Pico Iyer Can’t Get Graham Greene Out of his Head
Travel Blog • Eva Holland • 01.09.12 | 8:47 AM ET
In the Los Angeles Review of Books, World Hum contributor Pico Iyer writes about a string of odd coincidences, eerie overlaps and echoes between Graham Greene’s writing and traveling life and his own. Iyer writes:
Not long thereafter, I began working on a book on the 14th Dalai Lama, and as I was sitting in Hiroshima one fall afternoon, listening to one of his general addresses, I realized that the perfect way of summarizing his teachings—for non-Buddhists at least—was by quoting Hamlet: “There is nothing either good or bad, but thinking makes it so.” A little later, I was staying in a convent on the Via Dolorosa in Jerusalem and, needing something to read, picked up a book from the library shelves. It was Greene’s late novel Monsignor Quixote, and when I turned to the title page, there was an epigraph, from Hamlet: “There is nothing either good or bad, but thinking makes it so.”
On and on this went… Perhaps—a skeptic might have said—these were no more than surface coincidences; but when there are so many correspondences, across such a wide canvas, you start to imagine that they might speak for connections of a deeper kind.

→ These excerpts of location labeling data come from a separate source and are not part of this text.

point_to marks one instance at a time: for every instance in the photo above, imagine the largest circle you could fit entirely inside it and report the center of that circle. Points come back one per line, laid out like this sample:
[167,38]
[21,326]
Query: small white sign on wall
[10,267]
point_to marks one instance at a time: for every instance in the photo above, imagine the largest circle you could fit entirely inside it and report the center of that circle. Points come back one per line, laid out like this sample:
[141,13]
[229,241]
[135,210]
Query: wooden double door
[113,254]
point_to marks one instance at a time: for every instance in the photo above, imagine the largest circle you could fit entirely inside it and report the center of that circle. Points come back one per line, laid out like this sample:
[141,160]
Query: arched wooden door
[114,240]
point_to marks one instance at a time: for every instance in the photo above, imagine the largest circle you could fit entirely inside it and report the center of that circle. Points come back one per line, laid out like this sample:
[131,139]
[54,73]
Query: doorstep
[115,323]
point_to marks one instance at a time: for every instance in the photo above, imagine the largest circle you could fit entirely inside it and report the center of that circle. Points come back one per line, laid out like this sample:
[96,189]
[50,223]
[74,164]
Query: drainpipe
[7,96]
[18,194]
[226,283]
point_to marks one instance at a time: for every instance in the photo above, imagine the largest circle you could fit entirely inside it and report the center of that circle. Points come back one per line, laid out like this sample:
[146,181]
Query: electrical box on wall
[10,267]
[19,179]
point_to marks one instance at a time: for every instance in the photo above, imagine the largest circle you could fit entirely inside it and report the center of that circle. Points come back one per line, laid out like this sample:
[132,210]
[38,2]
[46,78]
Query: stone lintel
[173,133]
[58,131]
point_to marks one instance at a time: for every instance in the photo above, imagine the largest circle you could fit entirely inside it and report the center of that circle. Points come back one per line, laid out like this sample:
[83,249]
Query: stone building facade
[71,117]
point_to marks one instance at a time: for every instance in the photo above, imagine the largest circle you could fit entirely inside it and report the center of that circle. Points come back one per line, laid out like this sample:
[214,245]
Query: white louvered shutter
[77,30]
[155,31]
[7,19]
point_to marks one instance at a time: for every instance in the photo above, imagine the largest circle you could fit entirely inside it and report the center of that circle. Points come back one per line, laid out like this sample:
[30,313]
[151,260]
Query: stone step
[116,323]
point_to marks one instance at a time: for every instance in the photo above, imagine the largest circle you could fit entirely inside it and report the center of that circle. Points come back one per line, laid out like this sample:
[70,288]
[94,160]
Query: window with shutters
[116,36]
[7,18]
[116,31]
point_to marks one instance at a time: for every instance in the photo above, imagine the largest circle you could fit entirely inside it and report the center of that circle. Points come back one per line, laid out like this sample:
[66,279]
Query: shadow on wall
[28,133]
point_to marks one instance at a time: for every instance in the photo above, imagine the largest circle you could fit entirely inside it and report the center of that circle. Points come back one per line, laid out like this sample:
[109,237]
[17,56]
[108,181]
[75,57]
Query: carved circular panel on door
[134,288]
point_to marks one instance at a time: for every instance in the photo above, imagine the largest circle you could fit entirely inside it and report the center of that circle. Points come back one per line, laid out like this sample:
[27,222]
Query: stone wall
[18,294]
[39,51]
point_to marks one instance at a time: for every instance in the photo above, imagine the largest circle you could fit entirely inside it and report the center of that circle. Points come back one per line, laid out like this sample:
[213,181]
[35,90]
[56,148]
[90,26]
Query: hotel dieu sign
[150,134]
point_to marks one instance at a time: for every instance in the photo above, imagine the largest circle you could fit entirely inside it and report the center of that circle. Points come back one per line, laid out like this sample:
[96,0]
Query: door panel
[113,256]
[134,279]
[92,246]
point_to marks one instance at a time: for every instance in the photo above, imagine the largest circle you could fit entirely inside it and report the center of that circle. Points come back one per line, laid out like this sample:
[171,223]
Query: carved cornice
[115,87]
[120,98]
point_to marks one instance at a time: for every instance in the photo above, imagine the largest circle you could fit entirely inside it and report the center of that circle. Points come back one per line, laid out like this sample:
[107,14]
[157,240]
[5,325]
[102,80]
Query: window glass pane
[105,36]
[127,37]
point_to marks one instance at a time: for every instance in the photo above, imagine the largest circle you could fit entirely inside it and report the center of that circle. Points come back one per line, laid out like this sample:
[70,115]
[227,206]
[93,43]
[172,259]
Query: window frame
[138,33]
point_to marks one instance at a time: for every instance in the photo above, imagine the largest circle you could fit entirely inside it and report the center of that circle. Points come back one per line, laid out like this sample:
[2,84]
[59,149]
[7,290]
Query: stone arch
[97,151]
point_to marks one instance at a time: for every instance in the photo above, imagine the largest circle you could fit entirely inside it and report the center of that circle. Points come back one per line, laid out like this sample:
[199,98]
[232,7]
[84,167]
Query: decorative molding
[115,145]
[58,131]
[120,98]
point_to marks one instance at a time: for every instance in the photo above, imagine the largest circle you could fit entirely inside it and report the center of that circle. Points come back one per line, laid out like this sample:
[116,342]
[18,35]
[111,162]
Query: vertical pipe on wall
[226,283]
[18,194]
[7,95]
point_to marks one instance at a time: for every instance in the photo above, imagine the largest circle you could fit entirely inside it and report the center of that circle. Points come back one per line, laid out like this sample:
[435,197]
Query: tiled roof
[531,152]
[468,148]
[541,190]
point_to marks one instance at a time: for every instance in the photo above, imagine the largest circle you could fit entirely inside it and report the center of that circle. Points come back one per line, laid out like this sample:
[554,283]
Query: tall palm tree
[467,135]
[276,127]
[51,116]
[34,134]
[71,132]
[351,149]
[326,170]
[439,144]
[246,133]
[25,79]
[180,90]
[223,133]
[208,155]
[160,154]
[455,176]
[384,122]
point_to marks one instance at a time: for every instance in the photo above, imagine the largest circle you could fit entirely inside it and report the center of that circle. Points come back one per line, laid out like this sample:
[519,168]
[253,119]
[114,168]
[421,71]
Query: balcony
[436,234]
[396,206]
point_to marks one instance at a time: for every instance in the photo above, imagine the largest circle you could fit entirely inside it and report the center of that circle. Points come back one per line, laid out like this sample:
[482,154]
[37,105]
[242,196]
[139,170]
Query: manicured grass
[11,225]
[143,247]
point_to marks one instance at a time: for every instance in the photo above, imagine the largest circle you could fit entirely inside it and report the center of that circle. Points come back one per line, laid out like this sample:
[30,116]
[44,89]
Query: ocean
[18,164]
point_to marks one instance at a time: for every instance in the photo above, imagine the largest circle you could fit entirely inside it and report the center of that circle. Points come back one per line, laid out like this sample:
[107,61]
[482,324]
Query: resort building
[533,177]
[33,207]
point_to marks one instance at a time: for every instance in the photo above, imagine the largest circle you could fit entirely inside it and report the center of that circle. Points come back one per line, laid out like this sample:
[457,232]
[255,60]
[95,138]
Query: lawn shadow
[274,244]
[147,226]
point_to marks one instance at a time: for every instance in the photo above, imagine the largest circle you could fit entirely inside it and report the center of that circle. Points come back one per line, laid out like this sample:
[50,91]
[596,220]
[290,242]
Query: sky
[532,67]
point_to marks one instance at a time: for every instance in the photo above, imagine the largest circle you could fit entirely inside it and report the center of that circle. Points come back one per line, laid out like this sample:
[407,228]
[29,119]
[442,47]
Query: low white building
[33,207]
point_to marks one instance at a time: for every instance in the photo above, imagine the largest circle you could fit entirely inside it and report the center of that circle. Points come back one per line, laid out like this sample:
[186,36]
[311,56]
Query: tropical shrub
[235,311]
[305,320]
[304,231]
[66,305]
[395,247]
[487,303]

So often these days we read of travelers taking off “in the footsteps” of Marco Polo or Genghis Khan or many another distinguished forebear, even Graham Greene. But in this case, I didn’t feel I had to pursue Greene, because he was so busy pursuing me.
Iyer’s latest book, The Man Within My Head, was released last week. It explores his strange relationship with Graham Greene in depth, and The Globe and Mail’s Ronald Wright describes it, in a thoughtful review, as “biography, memoir, travelogue, literary criticism and personal meditation.” I can’t wait to check it out.